Though the line between where humanitarian aid ends and development aid starts can be blurry, the communication and coordination division is very real. Putting IATI data in front of humanitarians in a format they’re used to (spreadsheets), is a first, small step to bridging that gap.
Specifically how did you make IATI data compatible to use in HDX?
We put a simplified version of IATI data into HDX, side-by-side with other aid data for the same country (baseline figures, needs assessments, activity reports, facilities lists, food prices, etc). To connect IATI data with the existing data on the platform, we added interoperable hashtags from HXL for basic information categories (such as dates, sectors, locations and organisations). To allow users to find the full datasets, we’ve provided links to IATI’s online search platform, d-portal.
We initially piloted with IATI data relating to Nepal and the Democratic Republic of Congo. After demonstrating success, we expanded to 244 countries and country-like entities.
We initially piloted with IATI data relating to Nepal and the Democratic Republic of Congo. After demonstrating success, we expanded to 244 countries and country-like entities
How can users access the data?
Users can view a summary of the data through Quick Charts, which are small preview visualisations at the top of each dataset page.
Many humanitarian responders, however, will want to download the datasets so that they can explore them in a spreadsheet program, or combine them with other humanitarian data. Because spreadsheet formats don’t have the rich expression power of IATI’s original XML markup, we provide two different kinds of snapshots:
- a CSV file with one row for each activity, e.g. IATI activities in Nepal (no location information)
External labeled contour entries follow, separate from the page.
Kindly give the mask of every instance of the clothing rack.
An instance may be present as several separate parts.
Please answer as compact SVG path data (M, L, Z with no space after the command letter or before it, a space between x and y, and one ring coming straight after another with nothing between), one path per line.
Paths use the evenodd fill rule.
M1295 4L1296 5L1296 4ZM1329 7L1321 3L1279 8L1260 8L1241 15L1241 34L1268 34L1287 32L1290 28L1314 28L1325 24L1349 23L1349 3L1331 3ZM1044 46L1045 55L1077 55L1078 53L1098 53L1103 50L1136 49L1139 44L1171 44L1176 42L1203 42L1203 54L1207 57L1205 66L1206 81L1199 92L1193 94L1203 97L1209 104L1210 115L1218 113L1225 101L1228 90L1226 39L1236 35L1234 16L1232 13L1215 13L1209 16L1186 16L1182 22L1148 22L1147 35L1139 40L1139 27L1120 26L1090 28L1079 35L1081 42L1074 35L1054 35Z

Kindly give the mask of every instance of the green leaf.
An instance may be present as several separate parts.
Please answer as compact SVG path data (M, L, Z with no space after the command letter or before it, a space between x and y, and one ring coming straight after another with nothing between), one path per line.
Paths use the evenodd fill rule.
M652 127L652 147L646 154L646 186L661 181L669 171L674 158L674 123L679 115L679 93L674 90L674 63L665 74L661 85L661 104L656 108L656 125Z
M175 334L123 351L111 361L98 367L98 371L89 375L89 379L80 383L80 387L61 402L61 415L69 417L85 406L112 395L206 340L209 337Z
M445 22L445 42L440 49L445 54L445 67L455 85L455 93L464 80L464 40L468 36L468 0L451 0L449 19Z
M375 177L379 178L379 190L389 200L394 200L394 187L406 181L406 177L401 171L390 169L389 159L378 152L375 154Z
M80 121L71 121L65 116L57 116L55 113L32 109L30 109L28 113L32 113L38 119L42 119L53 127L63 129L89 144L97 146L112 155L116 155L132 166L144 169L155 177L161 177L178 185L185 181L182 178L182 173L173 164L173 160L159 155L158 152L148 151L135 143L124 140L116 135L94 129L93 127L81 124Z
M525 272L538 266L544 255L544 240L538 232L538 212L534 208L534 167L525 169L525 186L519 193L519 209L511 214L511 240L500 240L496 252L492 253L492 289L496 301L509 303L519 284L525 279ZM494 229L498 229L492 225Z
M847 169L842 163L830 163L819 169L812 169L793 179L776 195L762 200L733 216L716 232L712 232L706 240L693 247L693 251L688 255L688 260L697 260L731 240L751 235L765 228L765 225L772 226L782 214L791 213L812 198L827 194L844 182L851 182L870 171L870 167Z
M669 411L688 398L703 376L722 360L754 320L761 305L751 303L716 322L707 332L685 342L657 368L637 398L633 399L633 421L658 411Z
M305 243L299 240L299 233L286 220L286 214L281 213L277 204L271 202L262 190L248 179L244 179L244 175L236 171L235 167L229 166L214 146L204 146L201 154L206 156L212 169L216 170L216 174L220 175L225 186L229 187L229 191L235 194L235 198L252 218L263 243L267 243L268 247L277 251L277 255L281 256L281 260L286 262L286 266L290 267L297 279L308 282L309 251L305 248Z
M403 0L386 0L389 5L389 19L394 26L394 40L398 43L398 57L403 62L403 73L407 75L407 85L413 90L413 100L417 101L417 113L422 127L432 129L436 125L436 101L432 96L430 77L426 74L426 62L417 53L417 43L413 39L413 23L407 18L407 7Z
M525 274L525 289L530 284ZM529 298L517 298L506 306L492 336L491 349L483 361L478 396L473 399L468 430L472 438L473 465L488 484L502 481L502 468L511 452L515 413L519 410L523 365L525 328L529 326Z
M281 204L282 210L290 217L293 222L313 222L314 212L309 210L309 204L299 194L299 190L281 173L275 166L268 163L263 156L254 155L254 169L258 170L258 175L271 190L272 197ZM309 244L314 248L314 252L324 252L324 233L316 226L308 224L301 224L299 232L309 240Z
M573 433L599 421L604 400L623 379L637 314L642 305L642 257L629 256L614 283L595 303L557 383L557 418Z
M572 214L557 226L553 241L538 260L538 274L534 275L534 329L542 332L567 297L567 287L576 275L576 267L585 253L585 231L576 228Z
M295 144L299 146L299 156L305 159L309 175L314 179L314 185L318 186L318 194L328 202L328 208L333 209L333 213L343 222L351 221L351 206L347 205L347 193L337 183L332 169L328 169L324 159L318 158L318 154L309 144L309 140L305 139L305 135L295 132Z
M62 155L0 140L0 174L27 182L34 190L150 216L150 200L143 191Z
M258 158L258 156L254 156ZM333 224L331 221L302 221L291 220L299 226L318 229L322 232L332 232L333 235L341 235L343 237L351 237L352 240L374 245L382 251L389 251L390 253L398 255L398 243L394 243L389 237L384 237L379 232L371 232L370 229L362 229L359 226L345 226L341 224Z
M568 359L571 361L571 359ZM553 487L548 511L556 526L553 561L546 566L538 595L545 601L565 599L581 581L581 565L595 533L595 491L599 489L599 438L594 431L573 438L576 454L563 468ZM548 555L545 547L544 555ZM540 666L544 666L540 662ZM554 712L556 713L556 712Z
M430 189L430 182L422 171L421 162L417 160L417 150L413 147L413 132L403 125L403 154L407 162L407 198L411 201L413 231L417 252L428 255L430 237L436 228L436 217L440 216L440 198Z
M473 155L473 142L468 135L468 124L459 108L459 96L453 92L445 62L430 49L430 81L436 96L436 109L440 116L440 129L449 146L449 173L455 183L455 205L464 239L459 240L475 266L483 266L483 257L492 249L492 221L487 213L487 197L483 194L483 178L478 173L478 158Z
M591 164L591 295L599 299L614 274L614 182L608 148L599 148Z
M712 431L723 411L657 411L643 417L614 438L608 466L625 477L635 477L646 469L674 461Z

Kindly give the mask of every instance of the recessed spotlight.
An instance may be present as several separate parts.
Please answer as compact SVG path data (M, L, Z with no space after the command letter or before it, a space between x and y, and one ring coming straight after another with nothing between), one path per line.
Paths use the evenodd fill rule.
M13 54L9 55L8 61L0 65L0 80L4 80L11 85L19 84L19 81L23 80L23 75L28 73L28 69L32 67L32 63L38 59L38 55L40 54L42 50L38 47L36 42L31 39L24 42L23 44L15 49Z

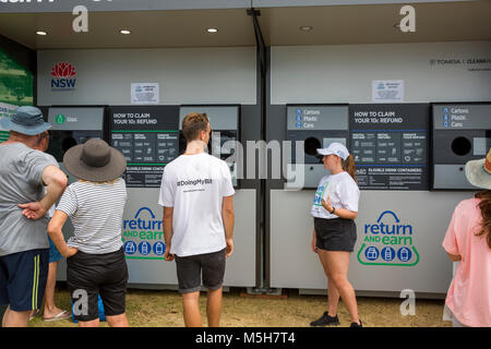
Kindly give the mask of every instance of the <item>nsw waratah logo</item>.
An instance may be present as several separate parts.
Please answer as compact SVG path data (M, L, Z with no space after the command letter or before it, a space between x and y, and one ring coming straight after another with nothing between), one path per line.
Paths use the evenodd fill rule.
M75 65L67 62L56 64L51 69L51 89L52 91L73 91L75 89L76 75Z
M373 224L363 227L364 238L358 262L363 265L415 266L419 253L414 245L415 231L392 212L385 210Z

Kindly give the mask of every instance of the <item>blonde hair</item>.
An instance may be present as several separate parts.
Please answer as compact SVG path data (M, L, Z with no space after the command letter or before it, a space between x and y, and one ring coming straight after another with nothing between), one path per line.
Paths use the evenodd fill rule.
M342 160L343 170L348 172L349 176L352 177L355 182L358 183L358 179L357 179L357 176L356 176L357 168L355 166L355 158L352 157L352 155L349 154L349 156L346 158L346 160L343 160L343 158L340 158L340 160Z
M182 135L187 142L195 141L201 131L207 131L208 123L208 117L205 112L190 112L182 120Z

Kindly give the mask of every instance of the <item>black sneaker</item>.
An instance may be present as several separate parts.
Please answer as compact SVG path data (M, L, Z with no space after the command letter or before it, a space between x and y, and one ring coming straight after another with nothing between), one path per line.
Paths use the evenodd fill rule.
M351 326L349 326L349 327L363 327L363 325L361 324L361 320L360 320L359 325L357 323L351 323Z
M330 316L327 312L324 312L321 317L310 323L311 326L328 326L339 325L339 318L336 316Z

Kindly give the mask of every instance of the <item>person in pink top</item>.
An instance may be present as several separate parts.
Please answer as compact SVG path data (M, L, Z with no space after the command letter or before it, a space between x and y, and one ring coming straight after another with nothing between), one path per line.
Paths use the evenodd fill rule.
M460 261L445 299L454 327L491 327L491 148L466 164L468 181L482 188L454 210L443 248Z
- a CSV file with one row for each activity/location combination (so the same activity may be repeated in more than one row). For example see IATI activity locations in Nepal
Both options use live data from the IATI search platform, d-portal, so they are always up to date.
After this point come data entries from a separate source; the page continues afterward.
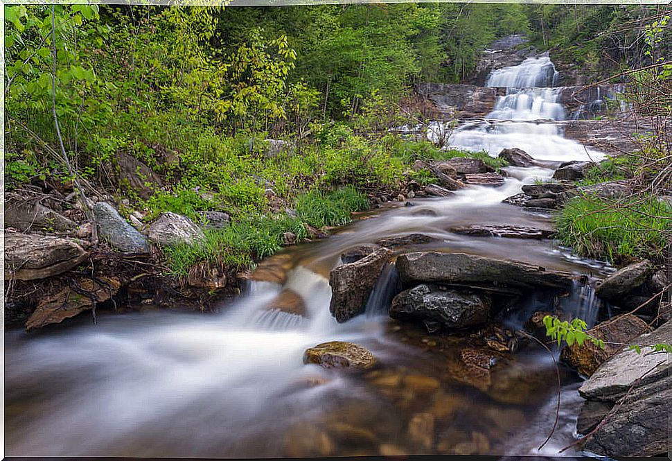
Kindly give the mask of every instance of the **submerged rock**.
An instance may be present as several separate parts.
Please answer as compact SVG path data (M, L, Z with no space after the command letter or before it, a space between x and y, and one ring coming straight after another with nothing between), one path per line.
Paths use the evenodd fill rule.
M89 254L76 241L35 234L5 234L5 279L36 280L62 274Z
M123 252L148 253L147 239L107 202L94 205L94 216L98 227L98 236L109 245Z
M375 357L368 349L354 342L331 341L306 350L303 363L321 367L369 369L375 366Z
M444 328L459 329L485 322L491 304L486 293L422 284L397 295L389 315L399 320L436 322Z
M617 303L623 296L639 288L653 272L653 265L647 260L623 268L599 284L595 294L603 299Z
M348 256L353 251L357 254ZM362 245L346 253L344 263L331 270L329 311L337 321L342 323L364 312L369 296L391 254L378 245Z

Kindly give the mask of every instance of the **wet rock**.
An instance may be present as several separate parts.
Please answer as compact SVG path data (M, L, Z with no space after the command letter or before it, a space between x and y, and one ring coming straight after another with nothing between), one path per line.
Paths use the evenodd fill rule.
M332 293L329 311L339 322L364 312L378 276L391 255L389 250L378 245L363 245L360 250L366 256L337 266L329 273Z
M491 304L485 293L422 284L397 295L392 299L389 315L402 320L436 322L445 328L460 329L485 322Z
M576 181L585 177L585 173L596 166L592 162L567 162L560 164L553 174L554 179Z
M644 320L632 314L625 314L603 322L587 331L587 334L605 342L604 349L586 341L579 346L574 343L563 349L560 358L583 375L590 376L598 367L614 355L622 346L648 330Z
M193 245L204 238L203 232L193 221L177 213L161 214L147 229L147 236L161 245L188 243Z
M119 168L119 185L131 187L141 198L147 200L163 182L154 171L132 155L118 153L116 156Z
M451 232L461 235L479 237L504 237L506 238L549 238L553 231L536 227L510 225L472 225L466 227L454 227Z
M567 288L572 280L572 275L567 272L464 253L407 253L397 258L396 267L402 282L407 286L443 282Z
M536 161L529 154L517 148L502 149L497 157L504 159L512 166L533 166L537 164Z
M642 286L653 272L653 266L646 259L630 264L603 280L595 290L595 294L603 299L617 304L623 296Z
M437 184L427 184L425 186L425 192L428 195L432 195L434 197L448 197L453 194L448 189Z
M223 211L199 211L198 216L203 220L205 229L224 229L229 225L229 215Z
M331 341L306 350L303 363L315 363L326 368L369 369L375 366L373 354L353 342Z
M30 229L71 231L77 225L63 215L41 204L37 198L24 198L8 194L5 202L5 227L21 232Z
M474 175L485 173L493 173L495 169L488 166L483 160L472 159L467 157L455 157L446 163L455 169L459 175Z
M98 227L98 236L123 252L148 253L150 245L139 232L107 202L94 205L94 216Z
M431 242L439 241L440 239L425 234L409 234L399 237L390 237L379 240L375 243L386 248L405 247L409 245L423 245Z
M107 301L116 294L121 282L110 277L98 277L77 282L78 290L67 287L53 296L43 298L26 322L28 331L45 325L60 323L94 307L96 303Z
M89 254L67 238L35 234L5 234L5 279L36 280L62 274L87 261Z
M499 187L504 183L504 177L497 173L481 173L464 175L464 182L473 186Z

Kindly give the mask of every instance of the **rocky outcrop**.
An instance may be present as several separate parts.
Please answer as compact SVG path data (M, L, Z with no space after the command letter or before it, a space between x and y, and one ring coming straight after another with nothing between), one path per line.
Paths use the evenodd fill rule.
M572 275L524 263L463 253L414 252L397 259L406 286L427 282L567 288Z
M329 310L339 322L362 313L378 276L391 252L376 245L362 245L346 254L344 263L329 273ZM346 262L347 261L347 262Z
M607 301L618 301L642 286L653 272L653 266L646 259L630 264L603 280L595 294Z
M397 295L389 315L402 320L418 320L432 332L439 329L461 329L485 322L492 302L486 293L446 289L421 284Z
M306 349L303 363L315 363L326 368L366 369L375 367L376 360L373 354L359 345L331 341Z
M639 345L672 342L672 322L633 341ZM584 449L610 457L654 456L672 450L672 360L668 354L623 350L605 362L579 389L589 401L620 402L595 430ZM584 410L586 407L584 407ZM587 418L588 415L584 417ZM579 417L581 419L581 416ZM590 425L595 425L593 417Z
M5 234L5 278L46 279L87 261L89 254L75 241L35 234Z
M188 243L193 245L204 237L203 232L186 216L167 211L147 229L147 236L161 245Z
M98 236L123 252L148 253L150 245L142 234L121 217L107 202L94 205L94 216L98 227Z
M590 341L579 345L574 343L563 349L560 358L586 376L592 375L609 357L620 349L621 345L629 344L634 338L648 331L644 320L632 314L625 314L610 319L594 327L586 333L604 341L604 349Z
To ensure the data is useful, we also add tags to the datasets that are familiar to humanitarians (not to be confused with the HXL hashtags inside the spreadsheets). For example, the humanitarian community refers to a list of aid activities as a “3W” (who-what-where) or “4W” (who-what-where-when), so we’ve tagged all of the IATI datasets with these terms to make them show up in searches.
Do you have future plans on working with IATI data?
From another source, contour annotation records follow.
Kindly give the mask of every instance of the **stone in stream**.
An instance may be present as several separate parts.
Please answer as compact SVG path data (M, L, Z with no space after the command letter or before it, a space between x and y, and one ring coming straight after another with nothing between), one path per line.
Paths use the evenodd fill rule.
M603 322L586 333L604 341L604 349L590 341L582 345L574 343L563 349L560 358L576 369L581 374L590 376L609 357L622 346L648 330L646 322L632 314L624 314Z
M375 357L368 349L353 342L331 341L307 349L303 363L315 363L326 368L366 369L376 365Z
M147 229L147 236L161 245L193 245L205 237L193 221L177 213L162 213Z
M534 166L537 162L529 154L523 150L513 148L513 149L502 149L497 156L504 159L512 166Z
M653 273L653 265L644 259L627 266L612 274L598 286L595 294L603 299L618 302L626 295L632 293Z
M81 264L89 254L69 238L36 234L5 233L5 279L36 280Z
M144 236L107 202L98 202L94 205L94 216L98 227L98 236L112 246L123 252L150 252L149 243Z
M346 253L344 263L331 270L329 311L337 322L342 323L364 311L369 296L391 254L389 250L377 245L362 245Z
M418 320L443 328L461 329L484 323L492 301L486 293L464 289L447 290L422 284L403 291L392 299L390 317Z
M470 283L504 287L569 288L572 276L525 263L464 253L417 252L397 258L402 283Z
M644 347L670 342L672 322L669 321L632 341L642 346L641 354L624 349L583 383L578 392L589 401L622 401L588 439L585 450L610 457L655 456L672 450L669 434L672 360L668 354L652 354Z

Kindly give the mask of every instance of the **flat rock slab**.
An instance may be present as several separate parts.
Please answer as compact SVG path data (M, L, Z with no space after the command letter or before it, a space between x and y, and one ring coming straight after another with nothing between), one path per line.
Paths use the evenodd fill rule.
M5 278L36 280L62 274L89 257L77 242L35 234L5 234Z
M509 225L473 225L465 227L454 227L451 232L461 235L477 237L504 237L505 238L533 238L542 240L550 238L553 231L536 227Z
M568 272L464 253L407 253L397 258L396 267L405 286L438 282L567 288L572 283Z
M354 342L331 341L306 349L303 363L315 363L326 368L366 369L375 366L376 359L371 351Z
we want to find more ways to bridge the humanitarian-development chasm so that people in need will benefit from a more-coordinated and less-wasteful international aid effort
We plan to update Quick Charts on HDX to show what proportion of the activities are humanitarian versus development and will include that data in the simplified spreadsheets. This is now possible as d-portal displays where publishers have used the ‘humanitarian flag’ on their activities. We are also looking forward to the new IATI Datastore being released and intend to be one of its first users.
More broadly, we want to find more ways to bridge the humanitarian-development chasm so that people in need will benefit from a more-coordinated and less-wasteful international aid effort. We look forward to a time when, using IATI identifiers, we can associate HXL-hashtagged operational field datasets with the activities that funded them, providing much-improved transparency for everyone involved.
While it does not directly involve HDX, the Centre for Humanitarian Data is working on a pilot to directly ingest IATI data into OCHA’s Financial Tracking Service (FTS). FTS is responsible for tracking progress in funding requirements for humanitarian responses. Working directly from IATI data will allow FTS to include funding data from more organisations in its tracking, while reducing the burden of humanitarian organisations reporting their data to an additional channel.